Density Functional Theory (Dft) And Experimental Evidences Of Metal-Support Interaction In Platinum Nanoparticles Supported On Nitrogen- And Sulfur-Doped Mesoporous Carbons: Synthesis, Activity, And Stability

In this paper, we report a comprehensive investigation of Pt nanoparticles (NPs) deposition on nitrogen and sulfur-doped or codoped mesoporous carbons (N-MC, S-MC, and N,S-MC) to develop active and durable oxygen reduction catalysts for fuel cells. N-MC, S-MC, and N,S-MC were prepared by employing mesoporous silica as hard template and suitable organic precursors. Pt NPs were deposited by solidstate reduction of platinum acetylacetonate under N-2/H-2 flow on the three different supports. Pt NPs resulted to be well dispersed over the doped MC supports with size distributions (from 1.8 nm to 3.5 nm) that are dependent on the type of doping heteroatom (N, S, or N and S).

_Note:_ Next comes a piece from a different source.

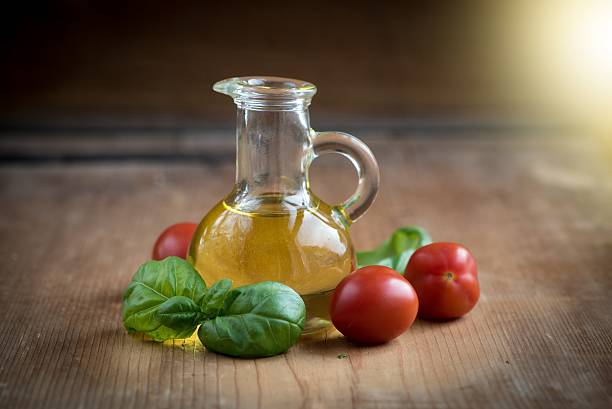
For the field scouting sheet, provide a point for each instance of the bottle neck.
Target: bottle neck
(273, 151)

The influence of nitrogen and/or sulfur incorporated into the carbon matrix on the nucleation and growth of Pt NPs was also rationalized based on density functional theory (DFT) simulations. They highlighted that both nitrogen and sulfur increase the interactions between Pt and carbon support, but the interaction decreases as the nitrogen and sulfur functional groups become closer. The effect of sulfur content on the size and activity of Pt NPs was also evaluated. Electrochemical measurements in 0.5 M H2SO4 electrolyte allowed us to investigate the behavior of Pt NPs and to assess the relationship with electrochemical activity and stability. The Pt/S-MC showed mass activity and specific activity comparable with the state-of-the-art commercial standard Pt/C Tanaka (Pt 46% on Vulcan XC72), and the highest catalytic activity, with respect to Pt/N-MC and Pt/N,S-MC, was associated with a stronger interaction between Pt NPs and a thiophenic-like group, as proven by DFT calculations and X-ray photoelectron spectroscopy (XPS) analysis. Pt/S-MC was incorporated in a membrane electrode assembly and tested as cathode material in a PEM fuel cell, while accelerated degradation tests up to 10 000 voltammetric cycles were carried out in 0.5 M H2SO4: the influence of the doped support on the durability of the catalyst under harsh operational conditions has been highlighted.